Idle Help!

CSJTA

New Member
Joined
Jul 16, 2002
I'll try to explain this the best I can. Having a hard time getting the idle down with my new camshaft. This cam has alot of duration and very little idle vacuum, about 6 inches. Anyhow, the only way I can get it to idle is run the throttle stop screw all the way out, actually opening the butterflies in the throttle body. Well of course when I do this, IAC counts go to 180, and I loose the abililty to control idle, it idles but I don't think the ecm can control the idle with the IAC counts like they are. I know there are no vacuum leaks, just wondering what this is telling me, being I have to open the throttle to get it to idle. Thanks, CJ. Oh, and I do run the FAST bank to bank.
 
Are you running it in closed loop at idle? You might try that, see what the corrections are doing, and adjust your VE table to reflect minimal correction. Then put it in open loop if open loop idle is your desire. Otherwise the low vacuum may be being seen as high load and the ECM is dumping fuel at it.
 
Running in closed loop idle presently, may have to try open loop. AE fuel vs map is zeroed out right now, so no enrichment from that at idle.
 
What is your target idle speed? Where is it actually idling?

What is your target A/F ratio? Does this match the actualy A/F?

I don't understand what you said, when you screw the throttle stop screw all the way in, are you opening the blades or closing them? Are you having trouble getting enough air into the engine to idle, or is your idle speed too high and you can't get it down to what you want?

I wonder if your IAC is wired wrong, and when the ECU tells the IAC to close it's actually opening.

-Bob Cunningham
bobc@gnttype.org
 
Hey Bob, thanks for the reply. I'll try to explain a little better. When I turn the throttle screw all the way in, or open the throttle blades, this is when the car will idle. If I back off the screw, or close the throttle blades, the car will not idle, the idle speed is to low.
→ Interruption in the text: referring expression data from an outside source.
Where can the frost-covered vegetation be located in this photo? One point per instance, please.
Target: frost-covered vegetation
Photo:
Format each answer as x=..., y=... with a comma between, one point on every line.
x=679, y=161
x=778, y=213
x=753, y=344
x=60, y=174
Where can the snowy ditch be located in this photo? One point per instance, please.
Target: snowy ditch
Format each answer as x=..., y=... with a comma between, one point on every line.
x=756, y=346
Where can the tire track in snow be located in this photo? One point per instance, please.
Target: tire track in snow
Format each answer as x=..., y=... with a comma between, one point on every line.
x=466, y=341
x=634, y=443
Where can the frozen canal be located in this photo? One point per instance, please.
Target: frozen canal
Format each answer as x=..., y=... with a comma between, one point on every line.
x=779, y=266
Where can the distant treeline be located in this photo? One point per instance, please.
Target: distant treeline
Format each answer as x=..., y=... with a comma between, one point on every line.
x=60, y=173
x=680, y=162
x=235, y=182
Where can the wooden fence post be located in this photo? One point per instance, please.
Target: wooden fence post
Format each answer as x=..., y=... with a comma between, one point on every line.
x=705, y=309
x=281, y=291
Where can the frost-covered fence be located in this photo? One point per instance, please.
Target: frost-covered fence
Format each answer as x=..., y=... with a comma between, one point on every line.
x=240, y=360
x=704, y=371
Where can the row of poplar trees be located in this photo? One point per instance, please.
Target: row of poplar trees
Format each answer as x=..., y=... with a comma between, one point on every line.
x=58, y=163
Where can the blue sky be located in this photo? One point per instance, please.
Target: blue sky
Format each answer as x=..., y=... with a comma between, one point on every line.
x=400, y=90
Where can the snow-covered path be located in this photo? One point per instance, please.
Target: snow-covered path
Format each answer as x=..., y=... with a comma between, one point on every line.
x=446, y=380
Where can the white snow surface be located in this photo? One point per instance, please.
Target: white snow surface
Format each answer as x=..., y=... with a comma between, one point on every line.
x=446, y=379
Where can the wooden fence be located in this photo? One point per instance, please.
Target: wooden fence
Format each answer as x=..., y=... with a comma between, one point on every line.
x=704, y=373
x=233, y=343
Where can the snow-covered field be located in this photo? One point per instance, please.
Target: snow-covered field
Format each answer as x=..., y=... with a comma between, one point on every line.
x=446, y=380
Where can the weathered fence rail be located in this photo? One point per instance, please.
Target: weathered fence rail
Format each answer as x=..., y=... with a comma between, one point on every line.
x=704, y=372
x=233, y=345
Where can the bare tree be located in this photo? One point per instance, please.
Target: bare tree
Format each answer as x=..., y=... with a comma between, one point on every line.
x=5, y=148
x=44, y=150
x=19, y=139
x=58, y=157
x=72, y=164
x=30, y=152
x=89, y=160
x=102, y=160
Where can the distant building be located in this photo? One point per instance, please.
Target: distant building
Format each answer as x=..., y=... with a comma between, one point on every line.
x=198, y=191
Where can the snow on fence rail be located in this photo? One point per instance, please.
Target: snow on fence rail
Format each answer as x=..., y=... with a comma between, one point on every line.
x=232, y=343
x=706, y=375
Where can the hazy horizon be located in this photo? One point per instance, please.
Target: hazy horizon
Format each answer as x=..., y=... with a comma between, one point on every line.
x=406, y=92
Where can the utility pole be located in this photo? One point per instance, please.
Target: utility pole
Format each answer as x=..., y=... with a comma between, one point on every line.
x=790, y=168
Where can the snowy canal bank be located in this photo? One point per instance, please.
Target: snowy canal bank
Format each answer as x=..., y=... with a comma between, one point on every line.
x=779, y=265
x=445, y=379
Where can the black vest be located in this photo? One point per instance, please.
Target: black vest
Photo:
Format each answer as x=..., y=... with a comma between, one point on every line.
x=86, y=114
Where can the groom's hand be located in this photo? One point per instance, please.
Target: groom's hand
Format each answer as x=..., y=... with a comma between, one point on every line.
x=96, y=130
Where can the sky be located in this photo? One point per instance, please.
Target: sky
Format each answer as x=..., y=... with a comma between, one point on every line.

When I do this, the IAC counts are maxed, about 180, and I loose the ability to control idle speed, it will idle at about 1200 rpm, no matter what I tell it to do, adjust idle speed up or down, it stays at 1200 rpm, so I assume the IAC has lost it's ability to control idle speed. Idle AFR is set at 13.5, if I richen the idle afr, it seems to idle worse. Watchin the o2 correction, it's pretty consistent at about 4 to 5 percent each way. Bob, it's almost like whatyou said, like it wants more air at idle. Well if the weather breaks a little this weekend, I guess I will try somethings and report back. Thanks for the help.
 
Check to make sure that the IAC is doing what it's supposed to- 10 is closed, 180 is open.

1200 doesn't sound unreasonable for a cold engine, but it still seems like that when you close the throttle blades, the idle speed should go down.

Let us know what you find....

-Bob Cunningham
bobc@gnttype.org
 
A couple of questions for you. How is your setup wired? Is it the factory harness with a splice in adapter harness? If so whos harness is it? or is it a FAST harness. There has been a lot of confusion on IAC wiring especially when the newer flat four wire IAC is used.
 
The harness I use is the FAST harness, it uses an adapter to hook up the IAC, goes from square plug to flat plug. I believe it is wired correctly, reason behind that is because last year I ran it this way, and it worked fine. Only thing I have changed is the camshaft and headers from last year. Hopefully I can play with it some this weekend and see what happens. And Bob, when I close the throttle blades, the idle does go down, that's the problem, it's like the IAC won't move enough to make it idle. I have to open the throttle blades to make it idle, I have switched IAC motors also thinking it was a bad IAC, no difference.
 
Well looks like I got it fixed, the Holley throttle body I run doesn't have what I call an IAC bleed hole in it, so I drilled a hole like the Factory throttle bodies have, and idles well now. Thanks all for the help.